Économie collaborative
Il n’existe pas à ce jour un nom officiel pour décrire le phénomène souvent interprété comme étant l’économie de partage (sharing economy) (Slee, 2016). Certains auteurs ont tenté de le définir avec d’autres appellations. Notons en français les expressions « économie collaborative » (collaborative economy) et « consommation collaborative » (collaborative consumption), puis en anglais, on-demand economy (économie sur demande), peer-to-peer platform (plateforme d’égal à égal), gig economy (économie des gigs), mesh economy (économie de maillage), crowd-based capitalism (capitalisme basé sur le peuple), access-based consumption (consommation basée sur l’accessibilité), et plusieurs autres. Dans le cadre de ce mémoire, nous utilisons ces appellations d’une manière globale et intégrative avec l’expression « économie collaborative » (ÉC), tel que proposé par Cohen et al. (2016) et Chase (2015).

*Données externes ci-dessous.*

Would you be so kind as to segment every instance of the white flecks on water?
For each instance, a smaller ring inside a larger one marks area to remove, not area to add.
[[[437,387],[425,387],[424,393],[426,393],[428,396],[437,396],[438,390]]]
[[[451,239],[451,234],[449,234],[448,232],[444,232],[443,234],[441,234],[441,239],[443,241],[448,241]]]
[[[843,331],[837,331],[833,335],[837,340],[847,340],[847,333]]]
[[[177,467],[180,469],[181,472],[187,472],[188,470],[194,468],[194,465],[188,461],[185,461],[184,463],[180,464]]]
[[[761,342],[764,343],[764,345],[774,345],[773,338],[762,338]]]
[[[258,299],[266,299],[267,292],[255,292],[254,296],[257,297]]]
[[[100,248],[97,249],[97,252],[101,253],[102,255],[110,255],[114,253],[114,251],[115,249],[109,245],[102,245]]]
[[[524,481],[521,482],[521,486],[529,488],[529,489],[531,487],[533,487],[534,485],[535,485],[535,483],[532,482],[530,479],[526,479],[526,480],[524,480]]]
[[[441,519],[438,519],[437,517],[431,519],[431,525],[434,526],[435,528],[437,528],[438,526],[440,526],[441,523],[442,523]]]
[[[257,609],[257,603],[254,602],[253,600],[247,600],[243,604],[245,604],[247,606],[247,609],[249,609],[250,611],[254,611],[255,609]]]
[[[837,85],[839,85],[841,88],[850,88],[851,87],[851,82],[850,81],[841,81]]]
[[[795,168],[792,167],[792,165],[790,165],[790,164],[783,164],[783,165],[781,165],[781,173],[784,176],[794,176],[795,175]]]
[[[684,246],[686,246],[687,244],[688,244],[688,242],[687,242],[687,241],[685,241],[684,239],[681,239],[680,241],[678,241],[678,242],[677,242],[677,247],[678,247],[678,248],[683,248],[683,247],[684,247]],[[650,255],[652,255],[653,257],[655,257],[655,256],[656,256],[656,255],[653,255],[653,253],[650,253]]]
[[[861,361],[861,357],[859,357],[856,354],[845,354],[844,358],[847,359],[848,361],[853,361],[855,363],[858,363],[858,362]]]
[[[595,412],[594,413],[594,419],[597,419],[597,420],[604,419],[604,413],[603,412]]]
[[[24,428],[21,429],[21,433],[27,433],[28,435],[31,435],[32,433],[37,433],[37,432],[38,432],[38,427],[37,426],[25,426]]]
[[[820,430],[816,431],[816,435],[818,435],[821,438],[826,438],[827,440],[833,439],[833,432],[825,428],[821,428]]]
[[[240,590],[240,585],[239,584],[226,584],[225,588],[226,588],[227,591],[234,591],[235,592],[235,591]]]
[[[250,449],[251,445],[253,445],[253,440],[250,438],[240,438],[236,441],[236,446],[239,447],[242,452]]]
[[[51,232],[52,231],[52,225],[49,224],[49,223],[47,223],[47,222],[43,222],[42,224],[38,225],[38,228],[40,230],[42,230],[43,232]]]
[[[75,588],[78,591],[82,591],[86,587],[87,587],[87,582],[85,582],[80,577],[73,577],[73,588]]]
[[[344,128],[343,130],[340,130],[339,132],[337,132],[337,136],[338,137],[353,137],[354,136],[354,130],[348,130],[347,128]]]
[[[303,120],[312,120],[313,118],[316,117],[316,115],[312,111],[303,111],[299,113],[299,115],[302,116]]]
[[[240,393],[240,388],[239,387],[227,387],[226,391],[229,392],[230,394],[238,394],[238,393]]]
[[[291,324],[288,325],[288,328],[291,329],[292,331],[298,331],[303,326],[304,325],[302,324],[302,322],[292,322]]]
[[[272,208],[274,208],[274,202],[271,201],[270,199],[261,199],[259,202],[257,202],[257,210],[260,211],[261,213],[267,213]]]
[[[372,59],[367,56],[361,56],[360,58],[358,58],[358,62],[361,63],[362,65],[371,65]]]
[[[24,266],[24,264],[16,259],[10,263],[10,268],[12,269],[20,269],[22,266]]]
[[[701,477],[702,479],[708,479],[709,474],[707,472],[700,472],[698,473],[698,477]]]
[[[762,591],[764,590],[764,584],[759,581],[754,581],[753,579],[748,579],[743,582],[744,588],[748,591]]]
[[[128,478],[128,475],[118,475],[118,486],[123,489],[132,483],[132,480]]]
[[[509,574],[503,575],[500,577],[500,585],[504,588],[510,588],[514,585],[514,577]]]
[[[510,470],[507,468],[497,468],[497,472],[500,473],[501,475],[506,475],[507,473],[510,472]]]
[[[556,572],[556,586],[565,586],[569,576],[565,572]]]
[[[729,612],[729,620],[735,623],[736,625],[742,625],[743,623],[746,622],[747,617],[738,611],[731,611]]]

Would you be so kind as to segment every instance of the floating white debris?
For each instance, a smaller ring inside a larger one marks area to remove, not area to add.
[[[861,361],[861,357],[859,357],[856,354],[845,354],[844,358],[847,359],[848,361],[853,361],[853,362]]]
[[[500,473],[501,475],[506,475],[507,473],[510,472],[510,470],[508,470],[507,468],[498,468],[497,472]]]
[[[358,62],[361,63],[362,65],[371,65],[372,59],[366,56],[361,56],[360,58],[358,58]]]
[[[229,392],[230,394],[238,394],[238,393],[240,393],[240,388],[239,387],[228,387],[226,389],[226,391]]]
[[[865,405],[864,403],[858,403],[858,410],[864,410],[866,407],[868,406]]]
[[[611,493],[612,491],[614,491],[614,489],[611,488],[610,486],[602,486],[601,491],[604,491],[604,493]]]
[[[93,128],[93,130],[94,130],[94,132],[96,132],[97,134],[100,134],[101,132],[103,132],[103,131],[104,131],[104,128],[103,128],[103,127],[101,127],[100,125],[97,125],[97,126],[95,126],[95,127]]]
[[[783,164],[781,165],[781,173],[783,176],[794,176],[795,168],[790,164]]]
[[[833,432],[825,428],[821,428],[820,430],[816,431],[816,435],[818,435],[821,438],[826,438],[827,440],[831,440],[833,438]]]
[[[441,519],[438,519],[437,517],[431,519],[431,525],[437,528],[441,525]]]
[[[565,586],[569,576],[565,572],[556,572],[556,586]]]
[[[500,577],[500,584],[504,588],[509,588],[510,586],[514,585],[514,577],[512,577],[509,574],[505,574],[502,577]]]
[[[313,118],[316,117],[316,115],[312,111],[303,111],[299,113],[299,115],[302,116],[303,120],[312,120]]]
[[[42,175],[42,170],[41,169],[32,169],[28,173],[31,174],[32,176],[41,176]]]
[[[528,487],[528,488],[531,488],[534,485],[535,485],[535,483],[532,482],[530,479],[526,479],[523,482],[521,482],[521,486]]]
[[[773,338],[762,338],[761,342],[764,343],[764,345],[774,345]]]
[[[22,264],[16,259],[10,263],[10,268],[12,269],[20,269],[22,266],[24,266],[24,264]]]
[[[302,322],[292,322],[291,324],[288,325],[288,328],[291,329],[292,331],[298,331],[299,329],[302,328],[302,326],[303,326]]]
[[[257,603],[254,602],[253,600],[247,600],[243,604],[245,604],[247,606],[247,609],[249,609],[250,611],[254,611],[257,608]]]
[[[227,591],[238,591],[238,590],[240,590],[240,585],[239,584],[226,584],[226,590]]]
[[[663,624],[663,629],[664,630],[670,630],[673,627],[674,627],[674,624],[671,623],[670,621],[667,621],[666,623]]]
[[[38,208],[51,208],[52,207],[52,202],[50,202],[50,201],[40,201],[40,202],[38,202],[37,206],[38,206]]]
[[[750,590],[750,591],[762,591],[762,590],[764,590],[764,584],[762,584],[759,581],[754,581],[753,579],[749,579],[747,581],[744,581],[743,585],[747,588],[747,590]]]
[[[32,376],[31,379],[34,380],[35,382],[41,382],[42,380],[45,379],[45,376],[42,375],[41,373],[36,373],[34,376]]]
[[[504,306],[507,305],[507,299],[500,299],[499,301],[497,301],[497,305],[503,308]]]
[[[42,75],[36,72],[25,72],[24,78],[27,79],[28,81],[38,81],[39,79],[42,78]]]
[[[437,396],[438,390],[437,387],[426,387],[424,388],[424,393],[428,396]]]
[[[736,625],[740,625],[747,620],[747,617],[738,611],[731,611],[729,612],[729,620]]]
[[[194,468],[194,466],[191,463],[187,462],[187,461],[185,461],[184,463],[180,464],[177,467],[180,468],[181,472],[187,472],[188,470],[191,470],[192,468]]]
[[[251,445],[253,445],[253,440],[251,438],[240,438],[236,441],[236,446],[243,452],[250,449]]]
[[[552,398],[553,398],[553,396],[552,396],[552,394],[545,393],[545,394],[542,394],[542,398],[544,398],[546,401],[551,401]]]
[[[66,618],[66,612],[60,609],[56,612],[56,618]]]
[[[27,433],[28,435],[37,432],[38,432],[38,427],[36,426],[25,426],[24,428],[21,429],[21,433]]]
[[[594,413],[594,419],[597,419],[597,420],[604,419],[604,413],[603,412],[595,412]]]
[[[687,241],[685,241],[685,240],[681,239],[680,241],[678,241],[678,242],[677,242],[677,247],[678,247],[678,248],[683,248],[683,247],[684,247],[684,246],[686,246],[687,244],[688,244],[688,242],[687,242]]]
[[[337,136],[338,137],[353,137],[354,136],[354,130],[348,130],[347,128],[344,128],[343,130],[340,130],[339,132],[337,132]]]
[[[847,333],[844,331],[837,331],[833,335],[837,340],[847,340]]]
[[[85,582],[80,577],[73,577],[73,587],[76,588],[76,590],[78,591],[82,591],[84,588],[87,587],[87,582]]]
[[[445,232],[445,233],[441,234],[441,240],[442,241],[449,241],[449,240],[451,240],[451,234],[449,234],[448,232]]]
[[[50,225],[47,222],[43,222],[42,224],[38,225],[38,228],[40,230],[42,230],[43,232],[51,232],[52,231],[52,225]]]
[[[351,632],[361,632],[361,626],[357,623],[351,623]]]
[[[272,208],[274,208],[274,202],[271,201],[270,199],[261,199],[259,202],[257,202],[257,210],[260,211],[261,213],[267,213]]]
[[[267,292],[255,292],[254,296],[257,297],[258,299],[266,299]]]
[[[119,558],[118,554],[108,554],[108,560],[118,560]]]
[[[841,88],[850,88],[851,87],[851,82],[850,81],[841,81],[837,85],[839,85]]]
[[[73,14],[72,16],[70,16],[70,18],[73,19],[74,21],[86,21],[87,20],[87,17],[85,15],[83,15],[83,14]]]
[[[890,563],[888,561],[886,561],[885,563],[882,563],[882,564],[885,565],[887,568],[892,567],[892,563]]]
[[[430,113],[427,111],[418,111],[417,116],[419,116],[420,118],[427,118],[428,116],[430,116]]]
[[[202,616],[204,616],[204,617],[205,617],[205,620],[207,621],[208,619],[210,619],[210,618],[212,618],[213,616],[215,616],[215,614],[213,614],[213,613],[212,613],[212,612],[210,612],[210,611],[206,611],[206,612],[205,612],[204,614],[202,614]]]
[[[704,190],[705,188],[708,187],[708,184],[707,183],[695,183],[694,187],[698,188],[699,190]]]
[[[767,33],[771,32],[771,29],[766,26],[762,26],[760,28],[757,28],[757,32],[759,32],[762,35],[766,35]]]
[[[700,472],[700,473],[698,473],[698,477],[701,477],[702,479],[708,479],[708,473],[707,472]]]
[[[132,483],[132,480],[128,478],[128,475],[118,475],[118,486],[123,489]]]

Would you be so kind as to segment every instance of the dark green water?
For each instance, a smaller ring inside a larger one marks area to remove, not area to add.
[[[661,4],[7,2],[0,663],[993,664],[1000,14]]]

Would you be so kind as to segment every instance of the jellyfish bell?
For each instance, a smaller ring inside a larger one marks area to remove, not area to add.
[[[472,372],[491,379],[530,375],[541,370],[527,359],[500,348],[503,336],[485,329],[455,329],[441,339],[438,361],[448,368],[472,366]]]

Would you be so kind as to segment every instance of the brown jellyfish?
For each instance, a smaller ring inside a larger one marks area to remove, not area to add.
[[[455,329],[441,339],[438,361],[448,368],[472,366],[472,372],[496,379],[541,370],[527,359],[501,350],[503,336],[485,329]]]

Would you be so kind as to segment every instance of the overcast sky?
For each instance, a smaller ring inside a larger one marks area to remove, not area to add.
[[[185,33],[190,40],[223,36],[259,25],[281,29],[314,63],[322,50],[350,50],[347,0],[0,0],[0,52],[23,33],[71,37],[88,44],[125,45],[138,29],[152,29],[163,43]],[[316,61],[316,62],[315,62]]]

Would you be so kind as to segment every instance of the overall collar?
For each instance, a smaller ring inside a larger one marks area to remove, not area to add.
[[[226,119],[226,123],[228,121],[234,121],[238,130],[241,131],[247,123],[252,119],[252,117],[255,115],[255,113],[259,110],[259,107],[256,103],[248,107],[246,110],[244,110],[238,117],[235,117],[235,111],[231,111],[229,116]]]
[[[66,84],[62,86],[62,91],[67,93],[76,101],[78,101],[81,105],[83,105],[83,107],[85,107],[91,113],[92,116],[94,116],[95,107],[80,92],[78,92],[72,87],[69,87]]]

Contrairement à la vision traditionnelle de l’économie où seulement les entreprises peuvent créer de la valeur, l’économie collaborative permet aux individus de s’impliquer dans le processus en redistribuant ou en mutualisant des ressources à des tiers. Contrairement au partage traditionnel, cette nouvelle manière de procéder permet à des étrangers, plutôt que des connaissances, d’échanger des biens ou des services entre eux (J. Schor & Fitzmaurice, 2015). Ce phénomène serait perçu par plusieurs comme un nouveau type d’entreprise et même un mouvement social, où chaque personne peut devenir un micro-entrepreneur dans un environnement flexible et égalitaire (Slee, 2016). La distinction entre la sphère de production, de distribution et de consommation disparaît au profit d’une nouvelle forme d’économie dite collaborative (Ertz & Sarigöllü, 2019). Ce changement de paradigme devient possible grâce à la technologie existante, plus particulièrement Internet (Belk, 2014b). Pour y arriver, une vague de nouvelles entreprises ont saisi la balle au bond afin de lier des consommateurs à des fournisseurs de services par la création de plateformes web (Slee, 2016) permettant l’obtention, la fourniture et le partage de biens et services (Hamari, Sjöklint, & Ukkonen, 2016).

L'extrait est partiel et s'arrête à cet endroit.